Author: Jean-Claude Muller, 穆卓Executive Editor at BtoBioInnovation firstname.lastname@example.org
SPECIAL REPORT #23
US FDA approves Zolgnesma®, the world most expensive drug at $2.1 million
Last week the US FDA approved Novartis Zolgensma®, a gene therapy for the treatment of patients younger than two years of age who have been diagnosed with spinal muscular atrophy (SMA) and who were pre-symptomatic at diagnosis. The clinical trials on which Zolgensma® the approval was based involves just 36 people. Novartis has announced that it was pricing the one-time treatment at a record high of $2.125 million.
SMA, is a genetic disease that causes debilitating muscle weakness and paralysis and is a leading cause of infant mortality. About 1 in 11,000 babies are born with spinal muscular atrophy and children with SMN1 (Survival of Motor Neuron type often die before they turn the age of two. Zolgensma® was designed to address the genetic root cause of SMA by providing a fully functional copy of the defective SMN1 gene in order to stop disease progression with a single, one-time infusion. This treatment, which was pioneered by Dr. Martine Barkats, now at the Institut de Myologie in Paris (France) while she was a research scientist at Généthon in Evry (France) back in 2004, uses the viral vector AAV9 to introduce the corrected SMN1 gene.

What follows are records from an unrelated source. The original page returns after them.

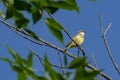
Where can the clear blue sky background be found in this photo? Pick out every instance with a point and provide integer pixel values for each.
(88, 19)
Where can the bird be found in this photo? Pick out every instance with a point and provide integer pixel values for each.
(78, 39)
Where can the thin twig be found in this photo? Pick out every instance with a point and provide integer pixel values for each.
(60, 58)
(94, 61)
(42, 60)
(106, 44)
(108, 28)
(52, 46)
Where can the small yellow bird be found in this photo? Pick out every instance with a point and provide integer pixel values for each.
(79, 39)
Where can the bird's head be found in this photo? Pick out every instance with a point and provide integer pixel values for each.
(82, 32)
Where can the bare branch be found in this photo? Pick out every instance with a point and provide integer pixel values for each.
(106, 44)
(60, 58)
(108, 28)
(26, 36)
(93, 58)
(42, 60)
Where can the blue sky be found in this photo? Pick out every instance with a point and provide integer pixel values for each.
(88, 19)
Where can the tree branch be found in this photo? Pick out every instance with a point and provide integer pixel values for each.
(26, 36)
(106, 43)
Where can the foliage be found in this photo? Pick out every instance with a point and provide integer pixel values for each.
(16, 11)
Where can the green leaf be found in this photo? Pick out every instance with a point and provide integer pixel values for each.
(65, 60)
(31, 33)
(9, 14)
(30, 60)
(78, 62)
(74, 4)
(55, 29)
(7, 60)
(51, 9)
(83, 74)
(65, 5)
(22, 5)
(12, 12)
(21, 22)
(2, 14)
(36, 14)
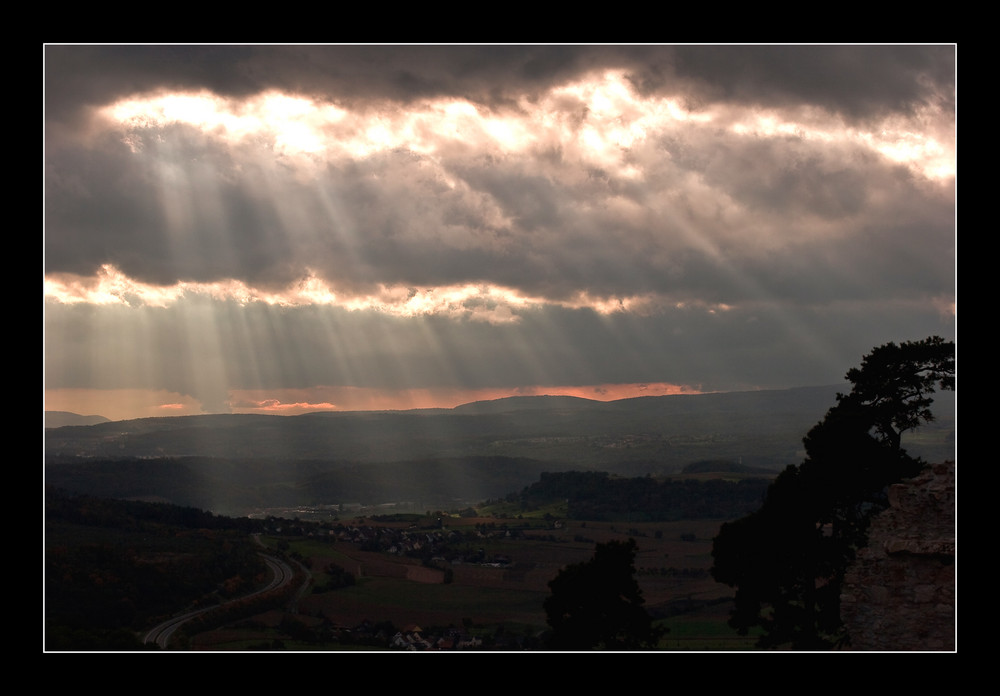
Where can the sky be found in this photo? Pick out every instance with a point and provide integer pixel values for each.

The drug was developed by AveXis and a full license agreement has been concluded between AveXis and Généthon in March 2018. In April 2018, Novartis acquired AveXis for $8.7 billion with the intention to transform care in SMA and expand its position as a gene therapy and a Neuroscience leader.

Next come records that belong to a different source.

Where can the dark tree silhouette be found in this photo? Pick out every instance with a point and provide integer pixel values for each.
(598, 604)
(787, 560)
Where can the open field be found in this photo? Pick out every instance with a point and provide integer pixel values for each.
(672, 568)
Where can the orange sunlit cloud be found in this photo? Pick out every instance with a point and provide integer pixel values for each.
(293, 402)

Over the last weeks there has been an intensive debate over what a gene therapy is worth and Novartis had been rumored to estimate Zolgensma® to be cost-effective at up to $5 million per patient. A recent review by the US independent price watchdog ICER (Institute for Clinical and Economic Review) concluded that this estimate was excessive. The company now has decided to roll out the drug in the US with a list price of $2.125 million per treatment. Novartis was quick to point out that the price comes out at $425,000 per year for five years which is far less that the 10-year cost of current Biogen’s Spinraza, approved in late 2016. Spinraza requires infusion into the spinal canal every four months. Its list price of $750,000 for the initial year and $375,000 annually for another nine years would bring the total cost at $4.125 million assuming the price is never hiked.
At this stage it is worthwhile the pinpoint at the difference between the two drugs. Zolgensma® uses a viral vector to inject the malfunctioning genetic SMN1 code directly in the targeted cells, namely the moto neuron cells which then start producing the normal SMN1 protein by themselves. The result is a cure from a one-time treatment. Spinraza is an antisense oligonucleotide which binds to RNA genetic code and blocks the transcription at a given spot. In SMA patients, SMN1 which usually codes for full SMN is mutated and does not work because of a “stop” code right before a critical part of the gene coding for SMN is transcribed. Spinraza is blocking this “stop” code and allows the transcription to continue to produce a full SMN protein from the remaining SMN2 gene.
Quoting Mayer Winkler from Seeking Alpha, one could said: “Would you rather Buy a Gene from Novartis’ Zolgensma® or Rent a Gene from Biogen’ Spinraza.” Both drugs have different features in terms of efficacy and side effects. Zolgensma® requires a one-time treatment and no maintenance with half price of Spinraza. But Zolgensma® is only applicable to about 80% of SMA patients because some have an antibody against the virus used to deliver the gene. In addition, Zolgensma® comes with a warning for acute serious liver injury. Spinraza works in all SMA patients but there is a strong hint that there is an increased risk of bleeding and of kidney toxicity. In terms of efficacy the available clinical data so far gives an advantage to Zolgensma® where 75% of the 12 patients in the phase I trial, were able to sit without support at 24 months and 2 patients were able to stand and walk unassisted. In the ongoing phase III trial 47,6% of patients were able to sit by themselves and 13 of 19 survived without ventilation for 14 months. With Spinraza, similar to Zolgensma®, 23% of patients died and only 40% responded to treatment. This is however much better than placebo at 0% overall.
Novartis has “established readiness ahead of the US approval” with 60 medical centers on board to send blood for genetic manipulation and then deliver the re-engineered product and claims to be already in a position to reach 80% of US infants with SMA. As for manufacturing Novartis indicated that it had more than 1 million square feet of manufacturing being prepared to ramp up.
Access of Zolgensma® to European and Asian patients is at the top of Novartis as well as SMA Europe’s agenda. All over the world the same question will however be raised “who is going to pay for it”.